“Büyümek, Büyük Olmak, Büyük Kalmak...”
Pandemiden önce dünya elbette dikensiz bir gül bahçesi değildi. Ancak pandemi bazı gerçeklerle yüzleşmemizi sağladı. Şimdi bu gerçekleri kısaca bir hatırlayalım.
Her şeyden önce şirketlerin piyasa içindeki davranışları ölçeklerine göre değişir. Kısaca özetlersek;
- Yeterli ölçeğe sahipse piyasaya şekil verecek yani piyasa yapıcı olacak.
- Ölçeği küçükse piyasaya göre şekil alacak.
Tabii işler hızla akıp giderken, ölçek olarak küçük olanlarla büyüklerin arasında ciddiye alınması gereken bir rekabet de devam ediyor. Büyükler bazen siyasete baskı yapıp orantısız güç kullanırken, küçükler de yerel siyaset üzerinden menfaatlerini kollamaya çalışıyor. Bu durum sadece Türkiye'ye mahsus değil.
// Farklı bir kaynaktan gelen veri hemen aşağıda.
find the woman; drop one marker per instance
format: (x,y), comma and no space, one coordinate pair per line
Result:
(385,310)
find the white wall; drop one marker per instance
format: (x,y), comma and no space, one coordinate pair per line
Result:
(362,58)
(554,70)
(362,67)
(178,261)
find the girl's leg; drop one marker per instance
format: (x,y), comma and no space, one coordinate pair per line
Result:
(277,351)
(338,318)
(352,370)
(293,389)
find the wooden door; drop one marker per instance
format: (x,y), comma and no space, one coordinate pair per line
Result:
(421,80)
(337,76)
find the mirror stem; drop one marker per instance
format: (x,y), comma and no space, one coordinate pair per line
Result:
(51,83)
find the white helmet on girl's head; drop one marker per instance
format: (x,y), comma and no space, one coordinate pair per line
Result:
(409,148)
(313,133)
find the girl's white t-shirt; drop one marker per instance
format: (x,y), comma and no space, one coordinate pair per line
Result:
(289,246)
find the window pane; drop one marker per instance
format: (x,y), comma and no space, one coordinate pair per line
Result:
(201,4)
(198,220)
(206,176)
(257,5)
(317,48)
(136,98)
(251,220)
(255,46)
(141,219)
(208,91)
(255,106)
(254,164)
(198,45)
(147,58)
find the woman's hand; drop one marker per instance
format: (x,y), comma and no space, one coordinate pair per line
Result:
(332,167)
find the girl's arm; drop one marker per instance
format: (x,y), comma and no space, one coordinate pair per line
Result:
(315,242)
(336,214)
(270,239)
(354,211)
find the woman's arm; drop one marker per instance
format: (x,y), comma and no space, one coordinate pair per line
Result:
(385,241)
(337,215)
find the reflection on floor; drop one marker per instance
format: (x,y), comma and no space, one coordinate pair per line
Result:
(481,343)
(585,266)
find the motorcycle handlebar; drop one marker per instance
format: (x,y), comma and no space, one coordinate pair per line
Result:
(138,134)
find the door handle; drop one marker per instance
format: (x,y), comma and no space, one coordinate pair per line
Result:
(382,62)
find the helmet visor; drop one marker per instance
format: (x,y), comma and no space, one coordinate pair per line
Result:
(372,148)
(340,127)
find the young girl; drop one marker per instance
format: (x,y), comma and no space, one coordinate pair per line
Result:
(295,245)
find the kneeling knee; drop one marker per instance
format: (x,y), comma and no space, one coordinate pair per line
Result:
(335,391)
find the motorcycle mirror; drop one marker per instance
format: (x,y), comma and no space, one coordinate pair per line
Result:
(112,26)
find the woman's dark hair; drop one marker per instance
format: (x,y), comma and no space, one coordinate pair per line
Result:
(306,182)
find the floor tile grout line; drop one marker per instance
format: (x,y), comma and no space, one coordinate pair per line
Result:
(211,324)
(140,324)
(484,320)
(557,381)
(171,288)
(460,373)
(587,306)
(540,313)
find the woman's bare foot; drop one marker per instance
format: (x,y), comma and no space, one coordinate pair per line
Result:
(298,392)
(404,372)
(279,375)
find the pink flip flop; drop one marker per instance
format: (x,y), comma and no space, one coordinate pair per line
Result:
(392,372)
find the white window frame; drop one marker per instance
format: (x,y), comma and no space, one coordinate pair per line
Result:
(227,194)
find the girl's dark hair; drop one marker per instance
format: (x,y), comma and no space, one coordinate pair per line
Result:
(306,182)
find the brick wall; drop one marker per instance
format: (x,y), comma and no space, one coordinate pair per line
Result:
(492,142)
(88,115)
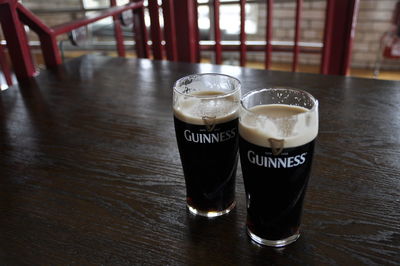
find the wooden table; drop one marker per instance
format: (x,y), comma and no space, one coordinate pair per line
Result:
(90,172)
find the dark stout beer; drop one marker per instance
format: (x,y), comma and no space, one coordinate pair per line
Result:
(275,171)
(209,160)
(207,136)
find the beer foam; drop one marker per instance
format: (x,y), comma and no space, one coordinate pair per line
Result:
(195,108)
(294,125)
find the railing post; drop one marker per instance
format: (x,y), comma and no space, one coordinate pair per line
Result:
(243,33)
(4,66)
(140,32)
(169,30)
(268,34)
(340,22)
(119,38)
(187,41)
(155,29)
(16,38)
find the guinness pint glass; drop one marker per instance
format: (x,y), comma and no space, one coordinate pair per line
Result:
(206,110)
(277,131)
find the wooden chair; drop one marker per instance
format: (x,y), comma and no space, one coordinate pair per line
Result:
(5,68)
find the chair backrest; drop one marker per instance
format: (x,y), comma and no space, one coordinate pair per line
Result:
(5,69)
(13,17)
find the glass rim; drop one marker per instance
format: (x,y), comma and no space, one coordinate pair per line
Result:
(313,99)
(223,95)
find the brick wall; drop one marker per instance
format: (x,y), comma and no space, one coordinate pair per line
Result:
(373,20)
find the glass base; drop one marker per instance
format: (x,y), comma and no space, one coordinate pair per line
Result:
(273,243)
(211,214)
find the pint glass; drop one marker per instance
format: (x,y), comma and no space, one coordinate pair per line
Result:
(206,110)
(277,131)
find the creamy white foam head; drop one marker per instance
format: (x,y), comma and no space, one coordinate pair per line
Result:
(294,125)
(195,107)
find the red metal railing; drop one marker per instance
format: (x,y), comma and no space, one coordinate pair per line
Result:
(181,33)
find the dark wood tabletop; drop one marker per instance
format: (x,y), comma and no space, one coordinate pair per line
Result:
(90,171)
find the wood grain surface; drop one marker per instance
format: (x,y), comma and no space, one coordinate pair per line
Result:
(90,172)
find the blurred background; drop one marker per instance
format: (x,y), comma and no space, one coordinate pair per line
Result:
(375,18)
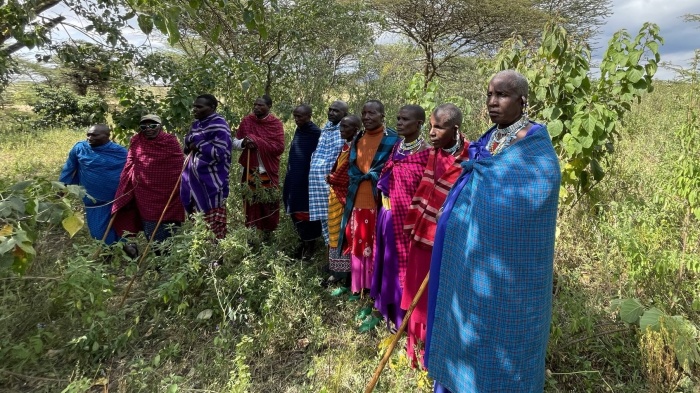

21'inci yüzyılda büyüklerin küçükleri en çok istismar ettiği vakalar, Türkiye gibi ülkelerde yaşanıyor. Dolayısıyla küçüklerin kendini koruması için dirençlerini arttırması gerekiyor. Lafı dolandırmadan, küçük ya da büyük fark etmez, şirketlerin yapması gerekenleri sıralamanın faydalı olacağını düşünüyorum:
1. Paydaşlarla Ortak Aklı Yaratma: Bu adım şirketlerin bugüne kadar çözemediği kırılganlıkları giderme ve 'doğru işin ne olduğunu bulma' aşamasıdır. Başka bir deyişle 'yönetişimin' başlatılması. Bu aşamada firmalar; müşteriler, tedarikçiler, çalışanlar ve iş ortaklarıyla temasını güçlendirerek doğru bilgiyi ve kendileriyle ilgili algının ne olduğunu toparlamalıdır.
2. Bağışıklık Oluşturma: Bu adımda şirketlerin nakit akış problemleri, tedarikteki aksaklıkları, satış, tahsilat ve pazarlama çerçevesindeki eksikliklerinin tespit edilmesi önemlidir. Nihayetinde üçüncü dalga salgında uzun süre kapanma ihtimali elle tutulur hale gelirse, sektörlerin yaşamasını sağlayacak şekilde restorasyonu sağlanmalıdır.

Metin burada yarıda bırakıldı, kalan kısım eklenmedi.